F(r)iction S01-E06

Nous y sommes. Une fois dormir. C’est le soleil et la terreur, et personne ne sait qui gagnera. Mes heures sont baignées d’une intense mélancolie d’un paradis perdu, silencieuse vie, anthrophobie socialement acceptée. 

Quand tous les mots ont été dits, écrits, murmurés, j’ai éteint les machines, et j’ai enlevé l’armure, la couche de coton puis la couche de soie. J’étais nue, pour la dernière fois. Ma peau brillait dans la nuit, comme quand la lune avait été nettoyée des déchets en orbite. Sur mes côtes, la petite cicatrice est toujours visible. Comme tous les citoyens enregistrés, on m’a placé une puce thermosensible sous le poumon droit, pour détecter rapidement mes variations de température. Je compte la cacher derrière une pivoine géante, dès que le géant qui me dessine pourrait m’accueillir.  

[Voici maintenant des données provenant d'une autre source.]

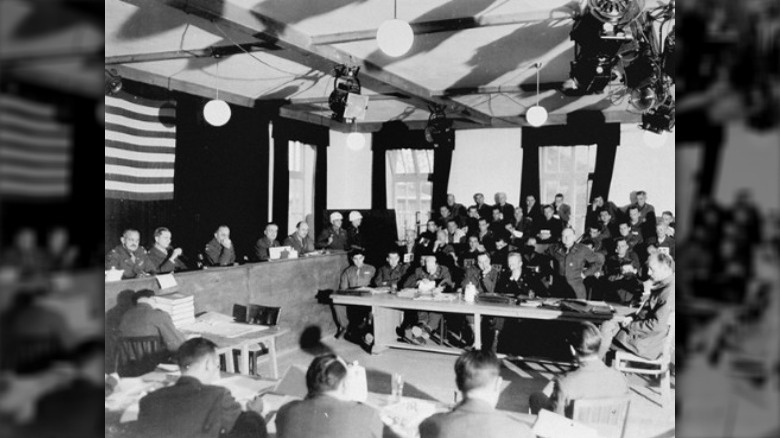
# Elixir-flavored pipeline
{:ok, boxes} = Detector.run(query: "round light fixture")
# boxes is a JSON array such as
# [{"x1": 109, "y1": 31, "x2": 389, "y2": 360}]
[
  {"x1": 525, "y1": 105, "x2": 547, "y2": 127},
  {"x1": 376, "y1": 19, "x2": 414, "y2": 58},
  {"x1": 642, "y1": 130, "x2": 669, "y2": 149},
  {"x1": 203, "y1": 99, "x2": 231, "y2": 126},
  {"x1": 347, "y1": 132, "x2": 366, "y2": 151}
]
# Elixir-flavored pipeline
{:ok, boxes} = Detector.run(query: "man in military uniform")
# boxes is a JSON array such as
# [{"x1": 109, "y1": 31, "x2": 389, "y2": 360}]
[
  {"x1": 317, "y1": 211, "x2": 349, "y2": 251},
  {"x1": 147, "y1": 227, "x2": 187, "y2": 274},
  {"x1": 106, "y1": 229, "x2": 154, "y2": 279},
  {"x1": 204, "y1": 225, "x2": 236, "y2": 266}
]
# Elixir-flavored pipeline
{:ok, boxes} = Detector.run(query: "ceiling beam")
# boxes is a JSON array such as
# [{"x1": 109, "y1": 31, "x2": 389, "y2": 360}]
[
  {"x1": 105, "y1": 41, "x2": 279, "y2": 65},
  {"x1": 161, "y1": 0, "x2": 492, "y2": 126},
  {"x1": 312, "y1": 9, "x2": 574, "y2": 45}
]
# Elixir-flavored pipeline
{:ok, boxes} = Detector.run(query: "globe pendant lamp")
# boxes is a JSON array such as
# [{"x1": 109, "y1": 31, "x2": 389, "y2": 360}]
[
  {"x1": 525, "y1": 63, "x2": 547, "y2": 127},
  {"x1": 376, "y1": 2, "x2": 414, "y2": 58},
  {"x1": 203, "y1": 61, "x2": 231, "y2": 127}
]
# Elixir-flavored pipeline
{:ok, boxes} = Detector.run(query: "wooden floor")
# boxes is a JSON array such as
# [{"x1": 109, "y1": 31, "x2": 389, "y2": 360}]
[{"x1": 270, "y1": 337, "x2": 675, "y2": 438}]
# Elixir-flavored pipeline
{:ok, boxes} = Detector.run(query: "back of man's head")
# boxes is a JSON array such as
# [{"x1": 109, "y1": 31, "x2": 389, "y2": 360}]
[
  {"x1": 570, "y1": 322, "x2": 601, "y2": 357},
  {"x1": 176, "y1": 338, "x2": 217, "y2": 372},
  {"x1": 306, "y1": 353, "x2": 347, "y2": 395},
  {"x1": 455, "y1": 350, "x2": 501, "y2": 393}
]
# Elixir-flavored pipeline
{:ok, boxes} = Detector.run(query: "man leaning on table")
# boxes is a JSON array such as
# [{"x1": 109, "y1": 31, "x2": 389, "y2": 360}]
[
  {"x1": 138, "y1": 338, "x2": 268, "y2": 438},
  {"x1": 420, "y1": 350, "x2": 533, "y2": 438}
]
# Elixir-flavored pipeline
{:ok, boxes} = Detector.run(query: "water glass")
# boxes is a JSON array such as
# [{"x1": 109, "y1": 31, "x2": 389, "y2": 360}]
[{"x1": 390, "y1": 373, "x2": 404, "y2": 403}]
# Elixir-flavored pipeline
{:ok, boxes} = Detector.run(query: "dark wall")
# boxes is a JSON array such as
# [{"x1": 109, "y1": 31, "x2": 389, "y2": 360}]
[{"x1": 105, "y1": 83, "x2": 273, "y2": 264}]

Il me reste juste assez d’eau pour remplir ma bassine et y diluer le désinfectant, pour qu’il n’attaque pas plus ma peau translucide. Se glisser dans l’eau chaude est sans doute ce que je vis de plus doux depuis des mois. Si le confinement obligatoire avait offert aux couples traditionnels un tête-à-tête exclusif, avec ses joies et ses meurtres, il avait aussi plongé les couples d’amants libres dans une disette affective que la sexualité virtuelle peinait à apaiser. J’avais pu vérifier par moi-même l’adage :  il n’est plus guerrier que les êtres privés de sexe. Ces dernières semaines, j’avais mené des combats dont je ne me savais pas capable. J’avais assuré des veilles de 20h sans faiblir, j’avais éteint des incendies, conquis des montagnes et domptés les hyènes qui autrefois me terrifiaient. J’en garde quelques balafres, que mes amants ne verront jamais. 

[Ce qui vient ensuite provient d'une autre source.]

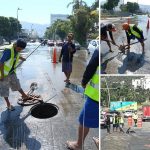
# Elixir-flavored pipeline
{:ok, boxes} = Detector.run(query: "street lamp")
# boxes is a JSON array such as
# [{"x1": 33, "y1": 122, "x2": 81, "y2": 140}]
[{"x1": 17, "y1": 7, "x2": 22, "y2": 38}]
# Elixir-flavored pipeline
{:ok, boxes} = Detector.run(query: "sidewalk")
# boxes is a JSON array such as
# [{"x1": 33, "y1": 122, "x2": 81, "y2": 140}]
[{"x1": 0, "y1": 47, "x2": 99, "y2": 150}]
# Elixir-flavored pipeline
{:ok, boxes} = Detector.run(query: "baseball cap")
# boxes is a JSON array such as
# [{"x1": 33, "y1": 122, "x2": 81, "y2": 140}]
[{"x1": 107, "y1": 23, "x2": 116, "y2": 32}]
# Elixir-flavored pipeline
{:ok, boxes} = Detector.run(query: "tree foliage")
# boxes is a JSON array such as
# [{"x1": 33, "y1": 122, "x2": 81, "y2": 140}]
[
  {"x1": 0, "y1": 16, "x2": 22, "y2": 41},
  {"x1": 127, "y1": 2, "x2": 139, "y2": 14}
]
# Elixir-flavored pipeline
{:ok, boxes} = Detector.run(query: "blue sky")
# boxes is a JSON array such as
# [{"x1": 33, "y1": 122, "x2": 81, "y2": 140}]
[{"x1": 0, "y1": 0, "x2": 95, "y2": 24}]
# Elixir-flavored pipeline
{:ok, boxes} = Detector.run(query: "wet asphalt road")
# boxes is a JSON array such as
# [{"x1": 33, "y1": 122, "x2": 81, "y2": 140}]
[
  {"x1": 101, "y1": 122, "x2": 150, "y2": 150},
  {"x1": 101, "y1": 16, "x2": 150, "y2": 74},
  {"x1": 0, "y1": 42, "x2": 99, "y2": 150}
]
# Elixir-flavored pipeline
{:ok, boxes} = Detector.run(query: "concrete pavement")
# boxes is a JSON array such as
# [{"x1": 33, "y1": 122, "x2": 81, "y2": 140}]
[{"x1": 0, "y1": 44, "x2": 99, "y2": 150}]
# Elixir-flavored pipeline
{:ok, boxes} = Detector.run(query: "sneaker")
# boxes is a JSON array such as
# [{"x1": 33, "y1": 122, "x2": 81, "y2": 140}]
[
  {"x1": 7, "y1": 105, "x2": 15, "y2": 111},
  {"x1": 93, "y1": 137, "x2": 99, "y2": 149}
]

Aujourd’hui, c’était le jour des adieux. Chacun pouvait embrasser, pour la dernière fois, ses 4 proches les plus aimés. Dans une horrible bienséance, la plupart ont serré dans leurs bras parents et enfants, mari, femme, compagnons du quotidien. Mes pensées étaient ailleurs, à ceux qui sont loin, l’amoureux en exil, l’amie en voyage, la soeur d’âme, les amants littéraires, les amis lumineux. 

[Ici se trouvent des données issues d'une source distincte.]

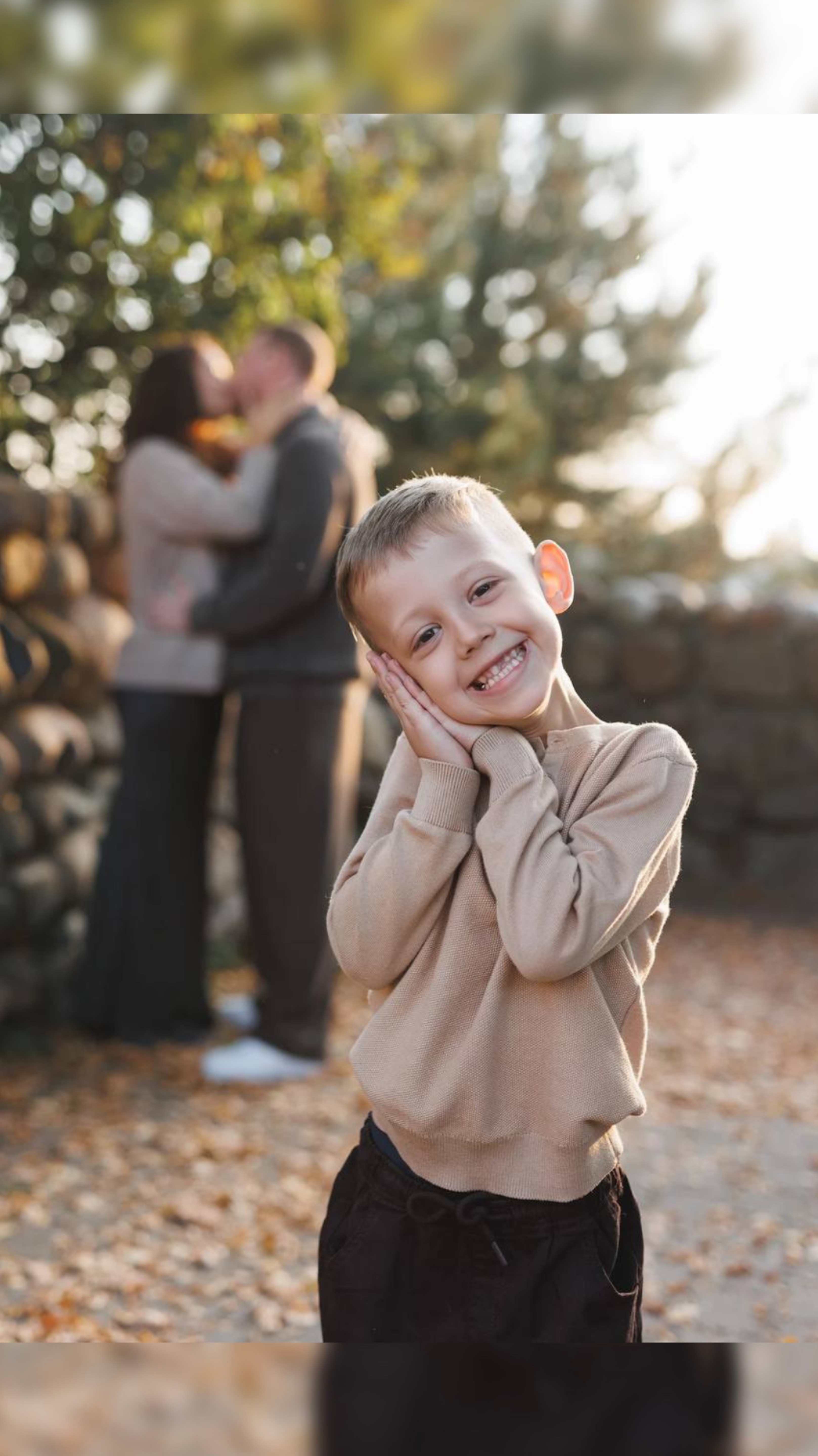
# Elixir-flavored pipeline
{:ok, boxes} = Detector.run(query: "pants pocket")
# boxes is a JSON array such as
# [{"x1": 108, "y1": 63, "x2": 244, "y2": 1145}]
[
  {"x1": 319, "y1": 1147, "x2": 370, "y2": 1272},
  {"x1": 582, "y1": 1178, "x2": 645, "y2": 1344}
]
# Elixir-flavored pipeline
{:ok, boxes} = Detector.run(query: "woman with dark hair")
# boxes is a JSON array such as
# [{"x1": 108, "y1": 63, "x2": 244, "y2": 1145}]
[{"x1": 76, "y1": 335, "x2": 293, "y2": 1045}]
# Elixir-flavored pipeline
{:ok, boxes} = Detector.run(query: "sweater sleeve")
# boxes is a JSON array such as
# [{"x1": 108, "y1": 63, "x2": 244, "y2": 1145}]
[
  {"x1": 326, "y1": 734, "x2": 480, "y2": 990},
  {"x1": 192, "y1": 440, "x2": 349, "y2": 642},
  {"x1": 472, "y1": 728, "x2": 696, "y2": 981},
  {"x1": 124, "y1": 440, "x2": 278, "y2": 542}
]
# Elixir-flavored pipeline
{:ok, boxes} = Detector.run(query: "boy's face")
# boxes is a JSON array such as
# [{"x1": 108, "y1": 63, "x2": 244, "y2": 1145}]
[{"x1": 353, "y1": 518, "x2": 573, "y2": 734}]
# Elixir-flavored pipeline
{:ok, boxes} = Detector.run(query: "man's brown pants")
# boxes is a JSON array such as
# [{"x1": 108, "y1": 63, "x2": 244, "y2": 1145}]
[{"x1": 236, "y1": 678, "x2": 368, "y2": 1059}]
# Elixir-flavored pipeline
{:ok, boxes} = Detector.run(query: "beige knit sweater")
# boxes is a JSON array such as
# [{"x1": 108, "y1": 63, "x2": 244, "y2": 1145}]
[{"x1": 327, "y1": 702, "x2": 696, "y2": 1201}]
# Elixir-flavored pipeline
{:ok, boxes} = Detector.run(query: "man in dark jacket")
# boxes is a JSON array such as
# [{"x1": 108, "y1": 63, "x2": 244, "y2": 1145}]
[
  {"x1": 316, "y1": 1344, "x2": 738, "y2": 1456},
  {"x1": 153, "y1": 320, "x2": 375, "y2": 1082}
]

Je n’ai vu personne. Je préfère le souvenir sublime, à l’adieu en toute retenue. Je me suis souvenue des aïeuls fantaisistes, de l’homme émouvant, des dragons et des justes, j’ai écrit à mes adorées les mots qui portent, les lâchers de papillons et les joies du ventre. 

L’eau chaude m’apaise enfin. La musique résonne dans la pièce. De la pointe du pied, je fais des clapotis au rythme du piano. L’émotion est la même que dans cette église new-yorkaise, où j’avais écouté le gospel, quelques jours après les attentats. Les larmes coulent sur mes joues, mon cou, entre mes seins, jusqu’à la surface de l’eau, sans bruit. 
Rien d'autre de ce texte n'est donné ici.